It is an experience that musical experts feared could be lost forever, causing irreversible damage to the country’s musical heritage.
Decades of masterful performances on Selby Abbey’s world-famous Hill organ were enjoyed by thousands of music lovers but its harmonies were at risk of never being heard again.
Four years ago the four-manual organ was, as Abbey officials put it, on its last legs and five years away from becoming unplayable. Indeed, the precious instrument was in desperate need of restoration at huge cost.
This is an organ of global repute. It was specially made for the Abbey by eminent organ builder William Hill in 1909 and was played by one of the greatest organists of a generation, Italian maestro Fernando Germani at Mr Hill’s invitation.
In the 1960s, Germani, who was the Pope’s organist at the Basilica in Rome, sat down at Selby’s Hill organ and, over the course of ten days, he recorded a trio of what would go on to become internationally-acclaimed LPs.
So when the organ fell into disrepair, given its prestige, Abbey officials could not simply sit back and do nothing.
An appeal was launched, raising a total of £520,000 to pay Geoffrey Coffin of York to painstakingly restore the organ, and last night, for the first time in nearly 60 years, its notes rang out at the Abbey during a hotly-anticipated, sell-out concert.
Jeremy Gaskell, director of the organ appeal, said: “We felt strongly this organ deserved to be restored and it didn’t come cheap.
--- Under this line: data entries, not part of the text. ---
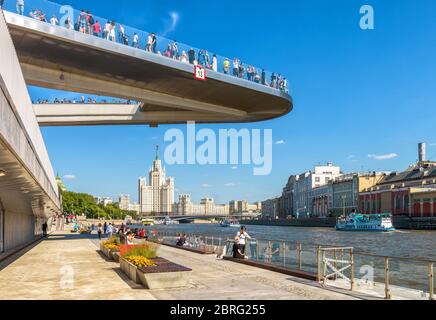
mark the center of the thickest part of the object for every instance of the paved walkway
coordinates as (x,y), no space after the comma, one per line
(68,266)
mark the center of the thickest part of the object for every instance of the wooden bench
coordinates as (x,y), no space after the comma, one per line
(275,268)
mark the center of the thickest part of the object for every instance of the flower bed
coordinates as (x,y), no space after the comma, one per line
(110,247)
(163,275)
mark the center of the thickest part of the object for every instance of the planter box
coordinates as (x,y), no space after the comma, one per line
(110,254)
(165,275)
(115,255)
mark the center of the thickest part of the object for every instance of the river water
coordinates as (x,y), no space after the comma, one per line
(406,244)
(414,244)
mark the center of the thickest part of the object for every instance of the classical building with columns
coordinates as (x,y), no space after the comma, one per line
(156,197)
(409,193)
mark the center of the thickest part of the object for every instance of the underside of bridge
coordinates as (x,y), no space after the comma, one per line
(37,53)
(29,195)
(57,58)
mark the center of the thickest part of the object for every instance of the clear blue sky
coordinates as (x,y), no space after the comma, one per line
(356,92)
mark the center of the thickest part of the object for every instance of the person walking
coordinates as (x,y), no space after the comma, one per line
(20,7)
(82,21)
(243,236)
(263,77)
(106,31)
(99,231)
(110,230)
(236,67)
(112,31)
(136,41)
(44,229)
(236,250)
(215,63)
(62,222)
(121,34)
(54,21)
(226,66)
(96,28)
(191,56)
(154,43)
(89,22)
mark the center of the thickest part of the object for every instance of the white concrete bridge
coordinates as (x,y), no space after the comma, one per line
(36,53)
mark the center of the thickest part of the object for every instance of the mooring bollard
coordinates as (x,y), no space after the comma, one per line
(324,279)
(387,289)
(351,270)
(431,280)
(284,254)
(318,262)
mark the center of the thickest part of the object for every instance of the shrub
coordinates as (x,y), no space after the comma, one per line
(112,246)
(148,251)
(140,261)
(113,240)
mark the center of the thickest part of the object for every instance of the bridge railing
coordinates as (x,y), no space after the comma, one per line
(45,10)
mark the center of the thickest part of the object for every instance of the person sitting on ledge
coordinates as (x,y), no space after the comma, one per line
(237,253)
(130,236)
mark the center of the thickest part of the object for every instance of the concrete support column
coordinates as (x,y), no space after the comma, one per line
(411,207)
(2,227)
(422,207)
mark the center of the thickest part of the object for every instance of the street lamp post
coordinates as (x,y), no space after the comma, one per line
(344,197)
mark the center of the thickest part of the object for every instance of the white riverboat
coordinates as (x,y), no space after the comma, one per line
(366,223)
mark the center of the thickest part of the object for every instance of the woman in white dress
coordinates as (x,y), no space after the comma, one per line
(215,63)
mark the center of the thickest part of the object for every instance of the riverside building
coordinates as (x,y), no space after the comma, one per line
(156,197)
(206,207)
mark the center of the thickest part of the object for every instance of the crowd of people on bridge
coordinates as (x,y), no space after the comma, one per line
(83,100)
(110,30)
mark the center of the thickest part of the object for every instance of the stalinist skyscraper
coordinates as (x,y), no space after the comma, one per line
(157,198)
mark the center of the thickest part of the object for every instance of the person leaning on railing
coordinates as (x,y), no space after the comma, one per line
(237,251)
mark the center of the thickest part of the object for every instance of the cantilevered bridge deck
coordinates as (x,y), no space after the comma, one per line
(59,58)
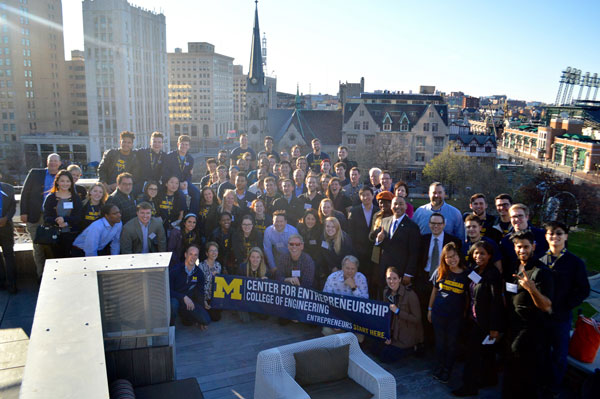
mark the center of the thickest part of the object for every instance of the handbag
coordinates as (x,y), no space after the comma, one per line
(585,341)
(46,235)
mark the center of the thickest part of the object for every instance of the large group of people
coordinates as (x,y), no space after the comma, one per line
(495,287)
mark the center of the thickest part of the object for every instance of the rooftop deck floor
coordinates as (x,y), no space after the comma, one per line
(223,358)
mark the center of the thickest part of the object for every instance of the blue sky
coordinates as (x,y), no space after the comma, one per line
(517,48)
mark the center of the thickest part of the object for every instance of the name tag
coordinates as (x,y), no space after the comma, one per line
(510,287)
(476,278)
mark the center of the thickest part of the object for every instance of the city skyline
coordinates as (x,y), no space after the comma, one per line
(457,47)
But thanks to the generosity of major donors, countless donations from people locally, the region and even one from America, as well as music organ enthusiasts, some of whom have never been to Selby Abbey but know the organ, its restoration has been possible.
“It was on its last legs. Experts said there was a danger of losing forever what is essentially an important part of our musical heritage and once it’s gone, it’s gone. It was getting dire. John Scott Whiteley played it fairly regularly and there was no sound coming out of some of the notes.”
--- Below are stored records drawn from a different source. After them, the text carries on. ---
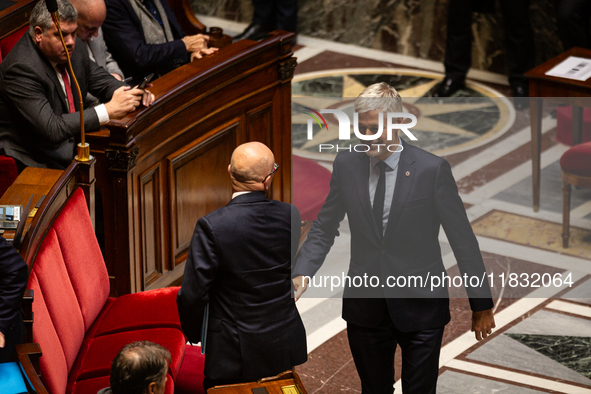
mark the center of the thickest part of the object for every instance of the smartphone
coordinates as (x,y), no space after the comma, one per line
(145,81)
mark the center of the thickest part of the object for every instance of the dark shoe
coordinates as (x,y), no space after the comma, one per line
(521,96)
(448,87)
(252,32)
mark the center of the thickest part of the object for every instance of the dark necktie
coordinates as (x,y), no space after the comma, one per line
(380,196)
(68,86)
(150,6)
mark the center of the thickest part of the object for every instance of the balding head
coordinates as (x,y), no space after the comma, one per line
(250,166)
(91,15)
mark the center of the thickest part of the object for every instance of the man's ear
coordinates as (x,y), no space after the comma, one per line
(267,183)
(38,34)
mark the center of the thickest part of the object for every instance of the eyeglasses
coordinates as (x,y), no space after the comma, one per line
(275,168)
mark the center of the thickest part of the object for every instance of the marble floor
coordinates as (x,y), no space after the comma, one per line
(542,343)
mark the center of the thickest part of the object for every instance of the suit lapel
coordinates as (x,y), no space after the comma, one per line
(363,191)
(403,186)
(52,74)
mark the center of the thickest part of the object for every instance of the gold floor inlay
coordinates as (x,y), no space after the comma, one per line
(533,232)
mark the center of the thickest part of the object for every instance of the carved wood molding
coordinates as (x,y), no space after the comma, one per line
(286,69)
(122,160)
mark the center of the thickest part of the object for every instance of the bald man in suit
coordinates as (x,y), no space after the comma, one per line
(240,264)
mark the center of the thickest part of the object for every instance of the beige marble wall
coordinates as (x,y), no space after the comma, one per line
(410,27)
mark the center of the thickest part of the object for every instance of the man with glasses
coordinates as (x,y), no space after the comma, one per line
(239,266)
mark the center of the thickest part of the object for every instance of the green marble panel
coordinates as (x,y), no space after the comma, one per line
(572,352)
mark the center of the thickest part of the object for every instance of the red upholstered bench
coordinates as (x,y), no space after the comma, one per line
(80,329)
(311,183)
(575,165)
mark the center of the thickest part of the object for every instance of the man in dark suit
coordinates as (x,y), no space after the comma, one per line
(13,281)
(240,264)
(395,204)
(38,111)
(91,15)
(145,37)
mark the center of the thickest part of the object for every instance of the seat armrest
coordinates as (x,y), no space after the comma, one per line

Ahead of last night’s concert, which was dedicated to Germani and attended by around 400 people, Mr Gaskell said the restored organ sounded “absolutely sensational”.
“For the first time in nearly 60 years people will get the chance to hear it as Germani heard it. It sounds spectacular,” he said.
Two of the country’s leading organists, Mr Scott Whiteley, organist emeritus of York Minster, and D’Arcy Trinkwon of Worth Abbey played the organ last night during performances alongside the Royal Northern Sinfonia conducted by Adrian Partington. They performed the Elgar Cockaigne Overture, Jongen Sinfonia Concertante and Guilmant Symphony No 2 in A Major Op 91.
It would have been a “tragedy” if the organ had become unplayable, according to Mr Scott Whiteley, who said: “What its restoration means to me is that we have a historic arts treasure preserved and that’s vital. Geoffrey Coffin has done an absolutely marvellous job at solving the problems. It plays better and can be heard clearly by the whole congregation.”
A restored Harrison & Harrison console built for Manchester Cathedral in the early 1950s and purchased by the Abbey also featured last night.